# Paua Abalone Sources



## kronewi (May 18, 2021)

Can anyone tell me where I can find Abalone Sheets? All I have been able to so far find is a seller Etsy.


----------



## EricRN (May 19, 2021)

Check out www.mopsupplies.com.  I’ve ordered some nice inlay blanks from them before, although they can be a little slow to ship sometimes.


----------



## CREID (May 19, 2021)

Gotta start wearing my glasses. I looked at the title of this thread and wondered why someone was asking about Paula Abdul.


----------



## FGarbrecht (May 19, 2021)

It seems that fishing rod makers use abalone: https://www.therodroom.com/shop/pc/SILVER-PAUA-ABALONE-p3467.htm.  Also urushi suppliers in Japan generally carry it.  I've purchased some from Mejiro and it is beautiful stuff.  They have a presence on Etsy as well as a website, shipping from Japan is very fast.


----------



## kronewi (May 19, 2021)

Thank you. I will check these folks out.


----------



## its_virgil (May 19, 2021)

kronewi said:


> Thank you. I will check these folks out.

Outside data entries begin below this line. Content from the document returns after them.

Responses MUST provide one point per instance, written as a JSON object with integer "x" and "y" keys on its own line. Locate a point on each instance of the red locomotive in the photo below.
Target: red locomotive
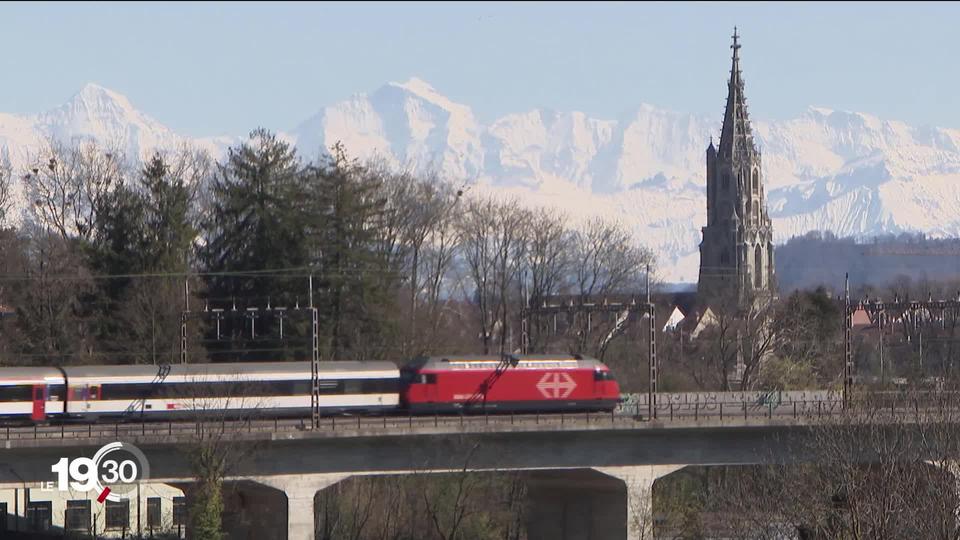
{"x": 546, "y": 383}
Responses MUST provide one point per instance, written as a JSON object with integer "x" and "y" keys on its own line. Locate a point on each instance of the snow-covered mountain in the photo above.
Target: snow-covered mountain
{"x": 847, "y": 172}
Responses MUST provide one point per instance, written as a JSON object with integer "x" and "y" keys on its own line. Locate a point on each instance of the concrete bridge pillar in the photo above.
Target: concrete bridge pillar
{"x": 300, "y": 491}
{"x": 639, "y": 483}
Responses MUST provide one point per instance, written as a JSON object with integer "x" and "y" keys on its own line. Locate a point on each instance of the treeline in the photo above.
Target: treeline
{"x": 822, "y": 258}
{"x": 111, "y": 253}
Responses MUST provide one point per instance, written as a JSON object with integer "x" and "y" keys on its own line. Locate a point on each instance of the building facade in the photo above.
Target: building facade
{"x": 156, "y": 511}
{"x": 736, "y": 254}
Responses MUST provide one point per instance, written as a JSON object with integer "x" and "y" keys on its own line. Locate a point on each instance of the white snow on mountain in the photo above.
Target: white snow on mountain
{"x": 847, "y": 172}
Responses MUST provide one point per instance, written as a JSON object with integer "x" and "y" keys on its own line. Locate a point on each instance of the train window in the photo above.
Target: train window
{"x": 381, "y": 386}
{"x": 21, "y": 392}
{"x": 197, "y": 390}
{"x": 58, "y": 392}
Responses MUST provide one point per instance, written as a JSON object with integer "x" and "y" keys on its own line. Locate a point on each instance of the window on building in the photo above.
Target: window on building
{"x": 154, "y": 512}
{"x": 40, "y": 515}
{"x": 77, "y": 516}
{"x": 179, "y": 511}
{"x": 758, "y": 267}
{"x": 118, "y": 515}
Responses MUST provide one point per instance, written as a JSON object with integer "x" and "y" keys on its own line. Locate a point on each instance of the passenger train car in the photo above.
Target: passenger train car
{"x": 282, "y": 389}
{"x": 146, "y": 392}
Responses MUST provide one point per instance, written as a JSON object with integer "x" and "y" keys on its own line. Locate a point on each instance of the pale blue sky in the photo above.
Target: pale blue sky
{"x": 226, "y": 68}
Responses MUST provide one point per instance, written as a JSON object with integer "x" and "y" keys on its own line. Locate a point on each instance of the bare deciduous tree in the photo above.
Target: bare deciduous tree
{"x": 66, "y": 185}
{"x": 493, "y": 236}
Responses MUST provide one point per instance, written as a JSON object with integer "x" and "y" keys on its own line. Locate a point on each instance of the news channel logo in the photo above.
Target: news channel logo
{"x": 113, "y": 472}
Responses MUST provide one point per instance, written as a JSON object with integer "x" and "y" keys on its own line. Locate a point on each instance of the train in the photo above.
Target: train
{"x": 435, "y": 385}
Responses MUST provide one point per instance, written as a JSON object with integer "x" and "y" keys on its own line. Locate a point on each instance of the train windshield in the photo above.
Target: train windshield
{"x": 603, "y": 376}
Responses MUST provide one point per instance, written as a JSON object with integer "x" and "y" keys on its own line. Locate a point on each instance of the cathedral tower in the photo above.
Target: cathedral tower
{"x": 736, "y": 254}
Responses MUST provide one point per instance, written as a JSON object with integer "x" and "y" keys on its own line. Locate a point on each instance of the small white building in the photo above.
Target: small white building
{"x": 154, "y": 510}
{"x": 675, "y": 318}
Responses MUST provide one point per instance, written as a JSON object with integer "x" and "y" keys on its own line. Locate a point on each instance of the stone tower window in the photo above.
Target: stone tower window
{"x": 757, "y": 267}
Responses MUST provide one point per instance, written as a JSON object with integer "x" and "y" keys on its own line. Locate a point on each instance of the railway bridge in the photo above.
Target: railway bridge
{"x": 602, "y": 465}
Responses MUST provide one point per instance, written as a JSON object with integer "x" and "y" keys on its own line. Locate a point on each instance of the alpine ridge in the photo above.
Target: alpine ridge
{"x": 847, "y": 172}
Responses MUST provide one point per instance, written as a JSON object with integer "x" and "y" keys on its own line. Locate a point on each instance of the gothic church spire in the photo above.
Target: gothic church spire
{"x": 736, "y": 137}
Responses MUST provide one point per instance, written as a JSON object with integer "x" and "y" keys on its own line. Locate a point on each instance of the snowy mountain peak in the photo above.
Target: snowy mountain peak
{"x": 425, "y": 91}
{"x": 848, "y": 172}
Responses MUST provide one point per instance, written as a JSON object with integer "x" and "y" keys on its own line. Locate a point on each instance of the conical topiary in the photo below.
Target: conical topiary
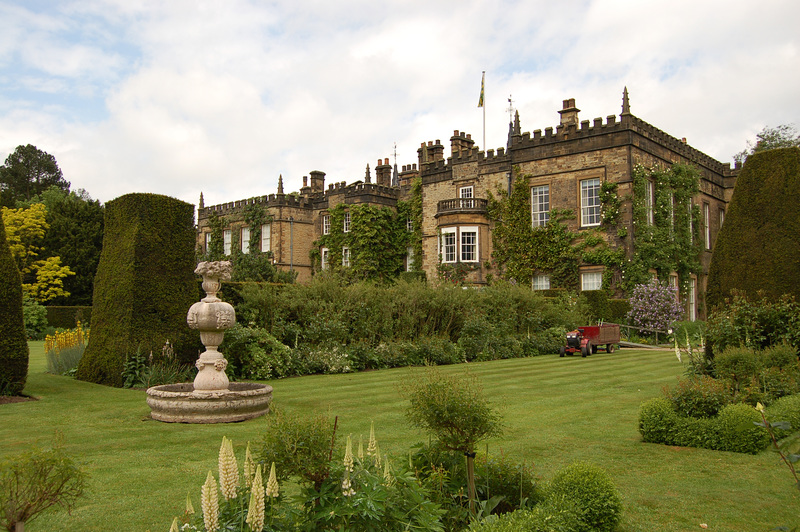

I just did a google search and there seems to be several choices. Good luck.
Do a good turn daily!
Don


----------



## jttheclockman (May 19, 2021)

There are many sources as mentioned but the 2 places I have always gotten from. For the thin real flexible sticky backed stuff I get from 
https://www.mudhole.com/supplies-rod-building/accessories-supplies/inlays-trim-bands-accessories


When I want the real deal stuff and also with stick back, but many more choices I go to the source of many vendors and they get it from here. 
http://hawaiilure.com/catalog/shells.html


----------



## kronewi (May 22, 2021)

Thank you John!


----------